You may find some old posts useful, e.g. recall this post by @uncoy and some @Joju comments following it:
See also Are DXO Having a Laugh, or just Money Grabbing? - #58 by Joanna – if you think @Joanna’s emulations in FP replicate SilverEfex Amplify sliders well, then SFX is not for you (but that doesn’t “prove” the reverse implication :-)).
Hard to call it a true SEP/FP comparison, so maybe someone will try to do it better. Too much is often too little.
FP is a pack of “film emulation” so basically another fancy word for “presets”.
Nik is a set of plugins for people using other software, giving you adjustment that you still don’t get within PL even with FP.
some people like Starbuck coffee, well… that’s their personal choices, doesn’t make them expert in coffee because they had one cup.
But not just that. I can’t find a definitive list of what FP adds into PL but here are the extra tools in my FilmPack palette…
- Colour filters for B&W work
- Film Grain in addition to that already in the film
- Creative Vignetting
- Blur including vignetted and soft focus
- Frames
- Textures
- Light Leaks
Plus the four Fine Contrast sliders that I couldn’t work without.
I’ve decided that I need the new Nik Collection 8 even though Affinity Photo doesn’t have all the features of PS. So I bought Nik 8 today after testing it extensively.
well lets face it, the contrast sliders and b&w filters should be part of PL Elite and not having to buy a pack of presets to unlock the not included tools you paid extra for Elite over Essential version. because Elite version is not complete without FP and VP.

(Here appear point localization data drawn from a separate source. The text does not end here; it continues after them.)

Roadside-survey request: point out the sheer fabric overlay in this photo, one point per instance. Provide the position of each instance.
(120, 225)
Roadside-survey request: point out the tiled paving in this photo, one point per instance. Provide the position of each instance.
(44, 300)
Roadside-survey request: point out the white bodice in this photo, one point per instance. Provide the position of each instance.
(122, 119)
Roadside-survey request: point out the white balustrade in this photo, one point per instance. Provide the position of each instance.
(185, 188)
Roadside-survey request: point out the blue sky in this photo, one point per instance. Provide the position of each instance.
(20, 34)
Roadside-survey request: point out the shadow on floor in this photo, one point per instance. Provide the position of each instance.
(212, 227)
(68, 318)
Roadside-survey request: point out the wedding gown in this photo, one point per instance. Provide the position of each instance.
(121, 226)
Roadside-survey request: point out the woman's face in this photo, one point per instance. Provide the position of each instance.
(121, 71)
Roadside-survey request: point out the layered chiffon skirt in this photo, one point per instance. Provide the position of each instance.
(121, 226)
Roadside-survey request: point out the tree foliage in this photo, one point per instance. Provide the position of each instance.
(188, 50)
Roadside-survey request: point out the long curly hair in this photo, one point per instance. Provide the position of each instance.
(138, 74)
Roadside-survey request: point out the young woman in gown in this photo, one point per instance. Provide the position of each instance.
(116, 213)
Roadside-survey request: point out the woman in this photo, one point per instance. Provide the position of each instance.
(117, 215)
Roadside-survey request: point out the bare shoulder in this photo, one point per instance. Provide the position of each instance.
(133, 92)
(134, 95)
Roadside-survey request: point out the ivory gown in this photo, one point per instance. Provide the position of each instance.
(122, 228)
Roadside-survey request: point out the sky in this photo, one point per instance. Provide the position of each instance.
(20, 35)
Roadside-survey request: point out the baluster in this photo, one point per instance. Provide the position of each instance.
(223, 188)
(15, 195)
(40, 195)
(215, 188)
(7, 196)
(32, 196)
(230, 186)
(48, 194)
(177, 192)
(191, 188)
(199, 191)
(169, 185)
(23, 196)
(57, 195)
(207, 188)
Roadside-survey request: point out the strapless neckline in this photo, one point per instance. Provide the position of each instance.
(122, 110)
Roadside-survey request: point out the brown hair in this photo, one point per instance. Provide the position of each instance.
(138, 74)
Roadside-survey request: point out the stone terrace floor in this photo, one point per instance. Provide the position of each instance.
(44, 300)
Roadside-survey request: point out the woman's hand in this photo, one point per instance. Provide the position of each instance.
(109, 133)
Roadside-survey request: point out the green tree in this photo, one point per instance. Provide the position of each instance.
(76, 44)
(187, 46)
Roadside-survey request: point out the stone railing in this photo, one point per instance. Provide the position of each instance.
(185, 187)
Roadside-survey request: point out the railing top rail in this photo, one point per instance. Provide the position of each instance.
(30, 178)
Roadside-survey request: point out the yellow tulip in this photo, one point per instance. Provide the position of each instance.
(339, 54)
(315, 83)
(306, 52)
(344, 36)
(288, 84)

for all other stuff you mention, Nik and every other software has them and they don’t charge any extra. For those using other software in combination with PL or not, than nik is better option and cheaper than buying FP and VP.

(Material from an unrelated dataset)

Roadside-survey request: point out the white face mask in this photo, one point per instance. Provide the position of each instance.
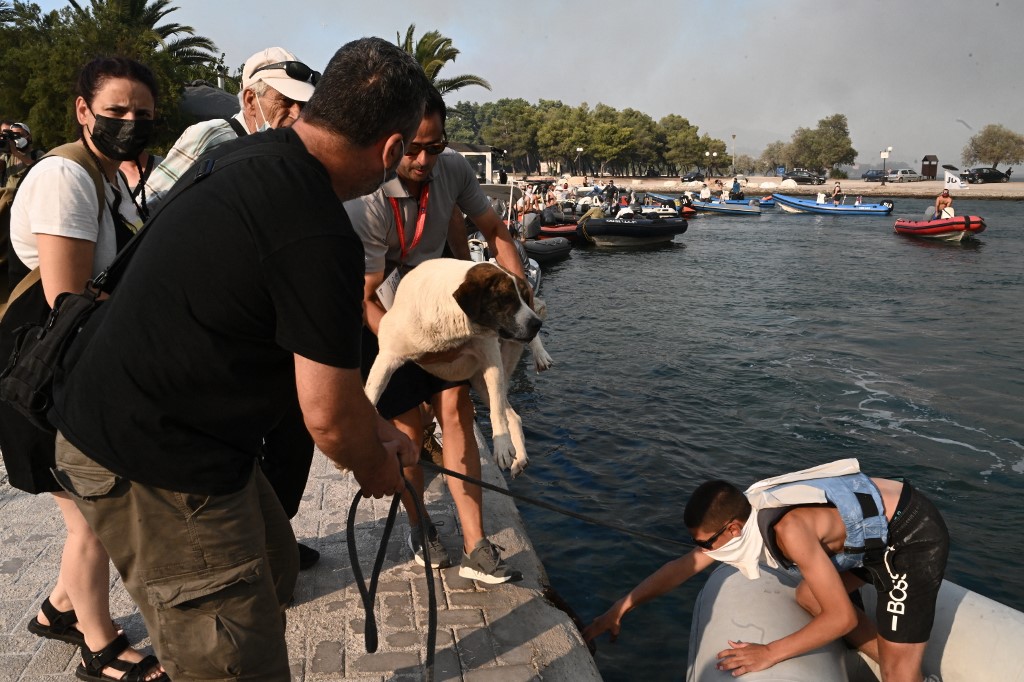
(390, 173)
(742, 552)
(266, 124)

because you don’t need it doesn’t mean no one should get it. everyone is different and people like to use different things, have different workflow. impainting tool in AP does an amazing job compare to PL removal tool… hands down and so does the clone tool, you can also flip images horizontal and vertical which you still can’t in PL, many software have LUTs but really limited in PL because it’s not their bread and butter. what about color grading that still doesn’t exist in PL but in many other software. i could go on with many things but enough for me, that’s just to prove that our needs are different, people learned differently and use software differently, I’m not giving reviews of stuff i spent few hours trying to learn them or couldn’t pass the presets view of them, because every software has presets, which are for those not willing to learn how to use the software and for quick results.